Subsequently, we found that only about one-third of COVID-19 LSRs reported a time or criterion for exiting living mode, and the remaining COVID-19 LSRs did not report or even consider this matter. It was impossible to stay in living mode in terms of time or funding. Therefore, clear time or criterion for exiting living mode is as important as deciding to start living mode in an LSR, especially under the COVID-19 pandemic when it was hard to predict when new evidence would emerge. Taken together, authors of the LSR should periodically review the clinical topics of interest, the speed and amount of new evidence produced, and its own resources, and then combine the above points to decide whether to transition LSR out of living mode.

Meanwhile, we found only 18.8% of LSRs for COVID-19 used machine automation to increase productivity. Thomas et al believed that human resources were scarce resources in LSR, so use of machine automation could improve the feasibility and sustainability of LSR. Automation could assist with some LSR tasks, including searching, eligibility assessment, data extraction or collection, quality evaluation, and synthesis. However, Thomas et al and Tercero-Hidalgo et al also recognized that the existing automation technology was only suitable for the early stages of the LSR production process (ie searching, eligibility assessment, etc), and the automation technology in the later stages of the LSR production process still required further research and development.87,93 Therefore, we propose LSR should be developed with automated techniques.
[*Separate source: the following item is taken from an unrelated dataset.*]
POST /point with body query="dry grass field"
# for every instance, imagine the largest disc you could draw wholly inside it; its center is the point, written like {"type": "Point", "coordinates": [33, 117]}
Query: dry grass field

In addition, the poor reporting quality of the 64 LSRs for COVID-19, especially the part of the methodology of LSR, were observed. Iannizzi et al suggested that transparent and traceable reporting of changes in LSR methods became challenging under the COVID-19 pandemic.14 One of the reasons for this challenge might be currently no reporting guideline for LSRs. Although the PRISMA statement was updated in 2020, it emphasized that when used for LSRs, some additional obstacles need to be addressed.94 Four key modules assessed in traditional SRs (publication format, work processes, author team management, and statistical methods),7 could not be evaluated in PRISMA 2020 statement for LSRs. Therefore, the evaluation process following PRISMA 2020 statement only promises the reporting quality of LSR as a traditional SR, but not the reporting quality of a “living” SR. Fortunately, the deficiency of PRISMA 2020 statement was noticed by the PRISMA team. The specific protocol of PRISMA for LSR had been published, and it is claimed that PRISMA for LSR would be part of the PRISMA extension.9

In contrast, there are still several limitations in this study. First, the methodological quality and reporting quality of LSR has not been considered in this study. Although the recently updated PRISMA 202094 statement claimed that it could be used for LSR, there were still some additional problems. Moreover, the commonly used methodological quality assessment tools AMSTAR 2 and ROBIS were not suitable for LSR.95,96 Second, this study did not identify the optimal search frequency, update frequency, and appropriate technological enablers. In the future, we could focus on developing appropriate PRISMA for LSR and exploring suitable search frequency, update frequency, and more available technological enablers, which may improve the quality of LSR.

Conclusion

LSRs are high-quality, up-to-date online summaries of health research, updated as new research becomes available,7 and enabled by improved production efficiency. Transparent reporting of changes in methodology between review updates is essential. And transparent reporting is needed to avoid biases in the review process. But most of the LSRs for COVID-19 were incomplete in reporting on the “living” process. This could reduce the confidence of health-care providers and policy makers in the results of COVID-19 LSRs, thereby hindering the translation of evidence on COVID-19 LSR into clinical practice. The results of this work not only provide an evidential foundation for PRISMA for the LSR development team, but also make recommendations for further applications of LSR under COVID-19.